Hacker News new | past | comments | ask | show | jobs | submit login
Ask HN: Does ML research ever get translated to industry?
26 points by hsikka on Jan 6, 2019 | hide | past | web | favorite | 14 comments
It seems like industry doesn’t really use any of the recent advancements that come fresh from research, including things like capsule networks or advances in Neural Architecture search?

Is there a gulf between the release of cutting edge research and its commercialization? Couldn’t many of these models be commercialized faster and be made available as enterprise products?

Some reasons that come to mind:

1. Most of the advances do not result in large enough gains to justify them being translated into industry. 99.9% of research papers propose techniques that result in small gains in the optimization metric (accuracy, ROC AUC, BLEU score, etc). However, this comes at the expense of added cost in complexity, more expensive training, model instability, challenges in code maintainability, and so on. For the vast majority of companies, unless you are Google AdWords or Google Translate, a tiny gain in metric X is not worth the costs mentioned above. You're much better off using proven off-the-shelf models that have stood the test of time, are fast to train and easy to maintain. Even if they are 1% worse.

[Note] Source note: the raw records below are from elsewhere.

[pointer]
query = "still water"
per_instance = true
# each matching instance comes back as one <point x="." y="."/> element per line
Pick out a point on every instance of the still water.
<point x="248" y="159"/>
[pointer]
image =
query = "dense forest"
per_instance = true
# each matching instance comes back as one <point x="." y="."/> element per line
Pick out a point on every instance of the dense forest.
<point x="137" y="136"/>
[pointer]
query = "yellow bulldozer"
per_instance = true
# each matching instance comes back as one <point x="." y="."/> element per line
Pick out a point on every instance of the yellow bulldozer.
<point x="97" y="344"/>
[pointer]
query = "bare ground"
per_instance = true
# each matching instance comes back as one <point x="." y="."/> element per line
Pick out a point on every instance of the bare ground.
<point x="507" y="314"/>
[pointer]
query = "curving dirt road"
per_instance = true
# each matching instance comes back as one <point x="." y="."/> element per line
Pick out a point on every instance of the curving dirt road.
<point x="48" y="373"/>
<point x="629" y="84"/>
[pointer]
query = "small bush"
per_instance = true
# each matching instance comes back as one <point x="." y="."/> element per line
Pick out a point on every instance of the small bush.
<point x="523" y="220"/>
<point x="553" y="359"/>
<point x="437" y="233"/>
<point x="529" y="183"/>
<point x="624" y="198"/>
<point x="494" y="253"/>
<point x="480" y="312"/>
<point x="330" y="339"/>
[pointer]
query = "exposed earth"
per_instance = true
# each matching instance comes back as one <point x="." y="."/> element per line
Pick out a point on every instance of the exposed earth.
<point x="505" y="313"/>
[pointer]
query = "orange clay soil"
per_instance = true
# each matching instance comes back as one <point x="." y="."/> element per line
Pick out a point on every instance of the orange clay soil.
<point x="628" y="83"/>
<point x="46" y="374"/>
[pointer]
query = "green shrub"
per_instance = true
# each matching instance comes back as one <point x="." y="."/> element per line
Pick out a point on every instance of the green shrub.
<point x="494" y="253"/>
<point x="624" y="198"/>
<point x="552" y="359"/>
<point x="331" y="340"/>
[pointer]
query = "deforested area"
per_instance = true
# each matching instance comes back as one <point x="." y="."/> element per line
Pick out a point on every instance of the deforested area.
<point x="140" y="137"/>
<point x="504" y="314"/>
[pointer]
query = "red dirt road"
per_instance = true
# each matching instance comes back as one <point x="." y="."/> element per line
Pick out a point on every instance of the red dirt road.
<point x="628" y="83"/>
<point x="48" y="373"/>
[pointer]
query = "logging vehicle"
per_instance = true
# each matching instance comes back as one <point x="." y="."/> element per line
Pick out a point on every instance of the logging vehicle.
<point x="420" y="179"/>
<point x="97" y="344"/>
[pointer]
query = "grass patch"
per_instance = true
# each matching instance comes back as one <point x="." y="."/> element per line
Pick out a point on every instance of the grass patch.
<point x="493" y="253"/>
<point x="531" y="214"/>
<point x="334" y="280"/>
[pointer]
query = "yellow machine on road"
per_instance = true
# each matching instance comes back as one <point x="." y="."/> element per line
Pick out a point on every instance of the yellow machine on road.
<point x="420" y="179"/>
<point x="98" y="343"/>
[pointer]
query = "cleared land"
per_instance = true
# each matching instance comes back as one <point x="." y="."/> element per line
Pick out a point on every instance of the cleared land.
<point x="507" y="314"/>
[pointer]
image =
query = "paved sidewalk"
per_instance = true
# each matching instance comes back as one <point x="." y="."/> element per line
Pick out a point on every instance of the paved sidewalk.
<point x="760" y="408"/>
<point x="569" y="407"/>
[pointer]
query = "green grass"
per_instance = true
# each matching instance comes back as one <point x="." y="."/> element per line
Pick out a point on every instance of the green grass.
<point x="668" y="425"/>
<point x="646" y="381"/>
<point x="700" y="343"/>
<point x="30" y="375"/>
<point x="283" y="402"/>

2. Research tends to focus on model improvements and you are not allowed to touch your train/test data. That makes sense as otherwise competing approaches would not be comparable. However, in the real world you have the freedom of collecting more training data, cleaning your data, selecting more appropriate validation/test data, and so on. The vast majority of times, getting better/cleaner/more data beats getting a slightly better model. And it's much easier to implement. So for industry it often makes more sense to focus on that.

3. Metrics optimized in research papers rarely translate into real world business metrics, but many research ideas are overfit to those metrics and/or datasets. For example, translation papers optimize something called BLEU score, but in the real world the thing that matters is user satisfaction and "human evaluations", which cannot easily be optimized in research. Similarly, no business sells "ImageNet recognition accuracy". Research overfits to this metric on this dataset (because that's how papers are evaluated) but it's not obvious that a model doing better on this metric will also do better on some other metric or dataset, even if they are similar. In fact, even datasets that are known to contain errors are still used as-is, because they have always been used.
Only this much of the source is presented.